One of the greatest features of the American civil justice system--especially its tort law--is that it gives average citizens the power to force anyone, even Presidents, to answer them in court.1 Could Valerie Plame, the CIA agent whose identity was leaked to the press, take matters into her own hands and use the civil justice system to get Karl Rove - who may, it seems, have been the leaker -- to answer her in court?

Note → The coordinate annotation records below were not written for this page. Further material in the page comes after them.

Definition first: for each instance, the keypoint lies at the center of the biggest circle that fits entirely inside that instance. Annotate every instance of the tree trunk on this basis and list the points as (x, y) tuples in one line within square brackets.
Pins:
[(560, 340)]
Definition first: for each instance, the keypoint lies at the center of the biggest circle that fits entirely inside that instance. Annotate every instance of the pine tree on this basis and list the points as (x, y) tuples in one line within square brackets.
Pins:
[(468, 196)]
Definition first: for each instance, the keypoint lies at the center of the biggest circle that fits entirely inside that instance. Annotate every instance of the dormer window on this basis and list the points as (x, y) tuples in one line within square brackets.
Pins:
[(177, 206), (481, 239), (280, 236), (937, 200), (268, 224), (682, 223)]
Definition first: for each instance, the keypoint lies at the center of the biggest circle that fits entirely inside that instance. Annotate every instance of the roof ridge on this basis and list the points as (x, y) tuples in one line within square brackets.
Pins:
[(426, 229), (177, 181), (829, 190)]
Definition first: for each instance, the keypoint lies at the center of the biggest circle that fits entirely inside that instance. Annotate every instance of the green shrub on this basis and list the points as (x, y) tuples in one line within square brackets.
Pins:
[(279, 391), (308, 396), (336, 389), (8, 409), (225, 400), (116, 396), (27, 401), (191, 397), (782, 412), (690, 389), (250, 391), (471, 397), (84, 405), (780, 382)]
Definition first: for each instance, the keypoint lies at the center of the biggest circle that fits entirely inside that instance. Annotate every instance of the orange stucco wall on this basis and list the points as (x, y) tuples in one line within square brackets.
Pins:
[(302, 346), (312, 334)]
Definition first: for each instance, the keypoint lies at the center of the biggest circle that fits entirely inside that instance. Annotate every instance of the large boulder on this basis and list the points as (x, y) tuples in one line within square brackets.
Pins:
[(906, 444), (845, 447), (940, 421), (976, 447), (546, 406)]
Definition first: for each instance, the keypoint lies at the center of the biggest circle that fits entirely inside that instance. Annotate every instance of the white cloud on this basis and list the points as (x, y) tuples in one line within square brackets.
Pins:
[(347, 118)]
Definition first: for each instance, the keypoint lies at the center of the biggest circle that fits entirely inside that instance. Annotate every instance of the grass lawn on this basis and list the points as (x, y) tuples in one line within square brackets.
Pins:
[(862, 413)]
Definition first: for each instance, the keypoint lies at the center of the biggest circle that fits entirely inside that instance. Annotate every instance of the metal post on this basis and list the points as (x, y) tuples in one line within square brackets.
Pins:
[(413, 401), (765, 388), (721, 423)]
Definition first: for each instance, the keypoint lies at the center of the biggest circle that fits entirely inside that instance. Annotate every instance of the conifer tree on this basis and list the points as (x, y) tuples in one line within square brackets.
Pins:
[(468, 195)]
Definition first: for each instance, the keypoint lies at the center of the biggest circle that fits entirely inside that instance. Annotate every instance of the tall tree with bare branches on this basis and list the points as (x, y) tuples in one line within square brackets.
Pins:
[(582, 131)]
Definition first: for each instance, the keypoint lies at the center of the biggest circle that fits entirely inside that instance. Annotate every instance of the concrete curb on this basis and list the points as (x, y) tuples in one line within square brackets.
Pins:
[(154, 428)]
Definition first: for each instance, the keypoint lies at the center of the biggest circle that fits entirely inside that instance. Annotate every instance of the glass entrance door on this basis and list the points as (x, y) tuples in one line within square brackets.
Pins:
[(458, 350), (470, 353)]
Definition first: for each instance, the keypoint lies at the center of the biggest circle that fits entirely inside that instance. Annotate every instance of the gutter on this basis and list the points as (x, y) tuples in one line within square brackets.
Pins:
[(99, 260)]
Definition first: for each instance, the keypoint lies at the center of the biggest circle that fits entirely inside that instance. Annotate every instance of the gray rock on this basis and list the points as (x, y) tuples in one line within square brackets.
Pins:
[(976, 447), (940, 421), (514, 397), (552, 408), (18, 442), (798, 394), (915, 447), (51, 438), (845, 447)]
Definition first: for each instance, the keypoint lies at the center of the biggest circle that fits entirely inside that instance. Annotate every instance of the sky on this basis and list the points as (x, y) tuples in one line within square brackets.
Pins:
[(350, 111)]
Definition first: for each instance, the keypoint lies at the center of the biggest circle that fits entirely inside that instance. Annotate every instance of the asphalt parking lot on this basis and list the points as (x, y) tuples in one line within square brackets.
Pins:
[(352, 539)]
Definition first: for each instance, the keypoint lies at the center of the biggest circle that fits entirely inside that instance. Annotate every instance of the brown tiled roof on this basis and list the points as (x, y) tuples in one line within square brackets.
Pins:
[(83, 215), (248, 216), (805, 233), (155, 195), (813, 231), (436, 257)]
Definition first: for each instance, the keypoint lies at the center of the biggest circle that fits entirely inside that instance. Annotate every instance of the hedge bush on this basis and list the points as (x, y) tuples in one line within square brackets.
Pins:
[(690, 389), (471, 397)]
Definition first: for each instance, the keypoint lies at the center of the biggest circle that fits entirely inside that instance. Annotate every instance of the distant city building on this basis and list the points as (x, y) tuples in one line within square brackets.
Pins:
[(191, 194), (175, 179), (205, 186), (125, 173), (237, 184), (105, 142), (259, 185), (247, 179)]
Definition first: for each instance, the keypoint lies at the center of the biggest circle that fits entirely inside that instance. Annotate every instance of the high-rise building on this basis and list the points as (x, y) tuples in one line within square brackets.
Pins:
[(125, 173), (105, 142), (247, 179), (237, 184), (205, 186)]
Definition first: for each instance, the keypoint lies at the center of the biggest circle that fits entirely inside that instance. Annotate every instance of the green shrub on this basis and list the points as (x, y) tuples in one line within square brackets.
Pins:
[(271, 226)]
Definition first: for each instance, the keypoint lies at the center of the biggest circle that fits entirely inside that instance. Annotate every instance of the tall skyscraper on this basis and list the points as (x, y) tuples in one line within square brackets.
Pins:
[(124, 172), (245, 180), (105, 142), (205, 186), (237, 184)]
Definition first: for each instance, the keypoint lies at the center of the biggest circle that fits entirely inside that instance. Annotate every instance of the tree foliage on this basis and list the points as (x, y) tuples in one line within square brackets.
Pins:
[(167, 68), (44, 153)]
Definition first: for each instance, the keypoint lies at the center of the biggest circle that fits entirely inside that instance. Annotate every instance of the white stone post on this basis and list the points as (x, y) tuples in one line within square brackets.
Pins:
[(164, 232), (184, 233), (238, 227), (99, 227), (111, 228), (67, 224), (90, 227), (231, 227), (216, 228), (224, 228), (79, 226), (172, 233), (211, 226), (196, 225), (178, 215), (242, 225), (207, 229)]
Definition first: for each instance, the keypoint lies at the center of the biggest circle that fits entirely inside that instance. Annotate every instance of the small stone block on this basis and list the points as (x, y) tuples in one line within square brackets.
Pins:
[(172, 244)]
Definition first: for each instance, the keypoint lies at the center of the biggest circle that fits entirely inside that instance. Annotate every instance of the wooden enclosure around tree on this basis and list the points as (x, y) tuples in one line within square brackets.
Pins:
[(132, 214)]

If Weiner is correct in his speculation that Special Prosecutor Fitzgerald's investigations are leading him to the WHIG, Sebok may need to expand his series to consider possible targets for civil suits other than just Rove.

Related posts
Mud-wrestling: Dyncorp vs. Aegis (Updated) (7/22/04)
White House planning a pardon-fest (3/19/2005)
In their last throes (updated) (6/11/05)

Footnotes

1I touched upon this in "Dyncorp vs. Aegis"—

In America the secrets of government and business have three main routes of egress.
....

The third route ... is the most important. It is the only route in which the participants are actually constrained to reveal the truth. And the lovely part of it is that it is woven into the very fabric of capitalism. It is more reliable than whistleblowing because it does not depend upon individual courage. And it is more constant than official ineptitude because it depends upon greed. I am referring, of course, to the lawsuit.
....

The lawsuit is an instrument of the ruling classes, and because it’s their system, they want it to work. They rely on it because otherwise they might have to start killing each other, in which case they would not be able to enjoy the “fruits of their labor.” They would become essentially indistinguishable from the groups we refer to as “organized crime.” Of course, even in the best of society you have your occasional bad apple, but with regard to the courts, most of them “go along to get along.”